The bill, which binds together 50 energy-related proposals from both Democrats and Republicans, represents the best chance for major energy legislation to pass the Senate during the current congressional term. Shaheen blames the home builders for scuttling efforts to pass new building codes into law. “This special interest group should not be allowed to derail meaningful bipartisan action on energy efficiency in Congress,” she said.
Senate Energy and Natural Resources Committee Chair Lisa Murkowski (R-Alaska) said she decided to take out the building codes from her package with ranking member Joe Manchin III (W.Va.) out of concern it could tank the bill. “The subject of building codes has been controversial for a long time,” she said, though a similar provision was included in an energy package that passed the Senate in 2016. “At the end of the day, I decided I would take it out, knowing there would be opportunity for an amendment.”

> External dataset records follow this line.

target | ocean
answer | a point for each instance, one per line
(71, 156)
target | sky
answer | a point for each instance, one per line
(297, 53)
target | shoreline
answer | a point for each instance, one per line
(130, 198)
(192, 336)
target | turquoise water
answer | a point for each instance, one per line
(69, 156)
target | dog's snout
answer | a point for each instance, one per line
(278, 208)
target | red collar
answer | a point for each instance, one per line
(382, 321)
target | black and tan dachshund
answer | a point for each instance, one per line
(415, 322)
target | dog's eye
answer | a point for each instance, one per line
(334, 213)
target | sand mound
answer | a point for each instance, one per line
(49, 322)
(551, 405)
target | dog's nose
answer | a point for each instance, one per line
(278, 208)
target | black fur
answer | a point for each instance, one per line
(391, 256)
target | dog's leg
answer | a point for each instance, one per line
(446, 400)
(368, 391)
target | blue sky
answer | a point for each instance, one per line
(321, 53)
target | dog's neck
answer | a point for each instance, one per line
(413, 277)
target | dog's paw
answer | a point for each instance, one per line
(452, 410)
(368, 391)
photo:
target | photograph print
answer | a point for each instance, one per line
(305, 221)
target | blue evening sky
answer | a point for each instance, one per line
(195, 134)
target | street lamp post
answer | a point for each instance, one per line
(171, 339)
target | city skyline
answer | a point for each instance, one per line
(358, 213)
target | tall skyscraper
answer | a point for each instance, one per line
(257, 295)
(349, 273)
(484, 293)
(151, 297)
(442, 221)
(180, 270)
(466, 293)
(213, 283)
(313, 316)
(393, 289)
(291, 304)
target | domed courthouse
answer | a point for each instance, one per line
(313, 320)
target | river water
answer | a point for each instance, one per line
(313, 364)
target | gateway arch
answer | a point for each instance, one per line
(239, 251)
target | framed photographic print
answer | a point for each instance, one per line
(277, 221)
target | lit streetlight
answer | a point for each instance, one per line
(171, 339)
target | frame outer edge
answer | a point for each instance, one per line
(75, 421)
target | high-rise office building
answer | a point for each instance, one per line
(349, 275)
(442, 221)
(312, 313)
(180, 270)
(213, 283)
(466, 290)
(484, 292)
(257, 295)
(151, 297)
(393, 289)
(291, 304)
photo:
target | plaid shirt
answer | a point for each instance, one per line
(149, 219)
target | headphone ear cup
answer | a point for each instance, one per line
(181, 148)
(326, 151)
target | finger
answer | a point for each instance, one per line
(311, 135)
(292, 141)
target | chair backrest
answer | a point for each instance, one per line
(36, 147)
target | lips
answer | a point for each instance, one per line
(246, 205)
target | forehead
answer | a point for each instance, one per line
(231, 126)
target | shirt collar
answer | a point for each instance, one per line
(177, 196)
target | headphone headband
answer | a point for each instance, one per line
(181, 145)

The latest spat between home developers and energy efficiency advocates may now spill onto the Senate floor, as lawmakers prepare to debate whether to insert the building codes provision into the broader energy bill.
The package includes several provisions from a bill put forward by Portman and Shaheen, including measures to expand the Energy Department’s efforts to help manufacturers reduce energy waste and to train workers. But it left out the building codes provision that would have delivered the bulk of the Portman-Shaheen bill’s potential energy savings. The building code proposal was hailed by green groups such as the Environmental Defense Fund and business groups such as the U.S. Chamber of Commerce. The codes would not be mandatory unless states and municipalities decide to adopt them. Portman calls his proposal a “common-sense” approach that “will lower energy costs for American consumers and ensure that homes and buildings across America are built in a more energy efficient manner, not by mandates but by incentives.”